Sunday, February 26, 2006

Lipstadt in Newsweek

Opinion: Silence Hate With Truth Freedom of speech must apply equally to those with loathsome as those with virtuous views

Newsweek

March 16, 2006 issue

Friends thought I would be celebrating last week after an Austrian court sentenced British writer David Irving to three years in jail for denying the Holocaust.

Several years ago Irving sued me for describing him as doing just that, and for calling him a "Hitler partisan." I had good reason. Describing Hitler as "the best friend" the Jews had, he claimed that "More people died in Senator Kennedy's car at Chappaquiddick than in gas chambers in Auschwitz." He also threatened to form an organization called Auschwitz Survivors, Survivors of the Holocaust, and Other Liars, and call it by its acronym: ASSHOLs.

The judge ruled for me and, describing Irving as anti-Semitic and racist, denounced his claims as "perverse," "misleading" and "unreal." Irving last week tried to convince the Austrian court that, as a result of new evidence, he had changed his views. But the three presiding judges dismissed the about-face, comparing him to a "prostitute who has not changed her ways for decades."

Still, I don't feel like celebrating. I dislike curtailing free speech. Only last week, London's Mayor Ken Livingstone was supended for a month after likening a Jewish reporter to a Nazi prison guard.

The violence accompanying the publication of the Danish cartoons mocking the Prophet Muhammad have caused many Europeans to wonder whether those doing the protesting (and particularly those calling for the death of the cartoonists) understand the nature of democracy and free speech.

Like many, I winced when other European papers republished them. But they had every right to do so. To jail someone for denying the Holocaust, while supporting the right of the cartoonists to lampoon other religions, smacks of a double standard.

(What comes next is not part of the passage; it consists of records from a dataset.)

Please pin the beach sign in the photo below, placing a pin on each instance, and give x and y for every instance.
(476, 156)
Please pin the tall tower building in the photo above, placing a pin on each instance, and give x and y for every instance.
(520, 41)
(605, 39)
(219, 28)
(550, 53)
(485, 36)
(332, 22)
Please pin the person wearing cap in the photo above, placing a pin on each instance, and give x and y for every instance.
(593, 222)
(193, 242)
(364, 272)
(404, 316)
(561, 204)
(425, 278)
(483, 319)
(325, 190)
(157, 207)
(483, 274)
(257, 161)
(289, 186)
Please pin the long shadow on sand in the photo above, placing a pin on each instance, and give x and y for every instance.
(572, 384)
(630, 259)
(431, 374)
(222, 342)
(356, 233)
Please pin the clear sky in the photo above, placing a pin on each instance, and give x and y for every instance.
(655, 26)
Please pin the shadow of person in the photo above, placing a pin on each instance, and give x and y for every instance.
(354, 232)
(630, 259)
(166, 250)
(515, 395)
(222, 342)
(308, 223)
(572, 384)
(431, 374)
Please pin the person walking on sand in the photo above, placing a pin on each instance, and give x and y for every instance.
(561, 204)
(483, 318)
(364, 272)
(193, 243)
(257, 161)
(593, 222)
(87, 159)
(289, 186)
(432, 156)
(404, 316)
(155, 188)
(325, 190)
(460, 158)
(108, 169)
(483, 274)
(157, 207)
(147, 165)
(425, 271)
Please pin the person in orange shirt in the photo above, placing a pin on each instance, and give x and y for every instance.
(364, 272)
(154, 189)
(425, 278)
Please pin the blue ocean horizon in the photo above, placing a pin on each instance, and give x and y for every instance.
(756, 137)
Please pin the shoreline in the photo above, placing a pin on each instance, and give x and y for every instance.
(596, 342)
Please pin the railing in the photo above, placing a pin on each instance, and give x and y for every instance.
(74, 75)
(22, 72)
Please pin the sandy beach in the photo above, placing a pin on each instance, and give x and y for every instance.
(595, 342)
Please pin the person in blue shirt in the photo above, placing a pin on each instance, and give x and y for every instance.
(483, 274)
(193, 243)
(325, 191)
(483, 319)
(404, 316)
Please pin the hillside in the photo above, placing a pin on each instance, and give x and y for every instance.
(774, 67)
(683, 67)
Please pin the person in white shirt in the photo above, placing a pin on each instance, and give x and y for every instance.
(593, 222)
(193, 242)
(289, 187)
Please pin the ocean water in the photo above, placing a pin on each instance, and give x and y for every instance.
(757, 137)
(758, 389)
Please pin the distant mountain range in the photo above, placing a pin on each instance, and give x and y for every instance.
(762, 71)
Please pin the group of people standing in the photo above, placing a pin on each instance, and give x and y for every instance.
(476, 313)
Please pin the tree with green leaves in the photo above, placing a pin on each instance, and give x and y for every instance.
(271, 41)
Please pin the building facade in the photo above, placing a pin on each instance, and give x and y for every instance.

David Irving is no poster boy for free speech. He has a legal action pending against a reporter who has criticized his work. He once threatened to sue an American scholar and his publisher if they did not remove critical remarks about him from a book. When it finally appeared in the U.K., after a long delay, those statements were gone or greatly toned down.

Now this same man sits in jail protesting the violation of his free speech. To be sure, denying the Holocaust has a different resonance in Germany and Austria. But would it not be more effective if they shunned and marginalized those who glorify Hitler or deny his wrongdoings, rather than banned them?

I countered Irving's hate speech—for that is what it is—with honesty. In court we proved that every one of his claims was bunk. The judge's overwhelming ruling in my favor was devastating for all Holocaust deniers, as their core arguments collapsed under the light of day.

Ironically, had there been an English law against Holocaust denial, we might never have had the chance to demonstrate that denial is just a web of lies. My defeat of Irving was sweet because it was based on reason.

Instead of looking to the law, let those with a fidelity to historical accuracy fight these liars and haters using facts and genuine research as their weapons. Greater openness, not less, may sometimes cause pain. But in the end societies will be stronger for it.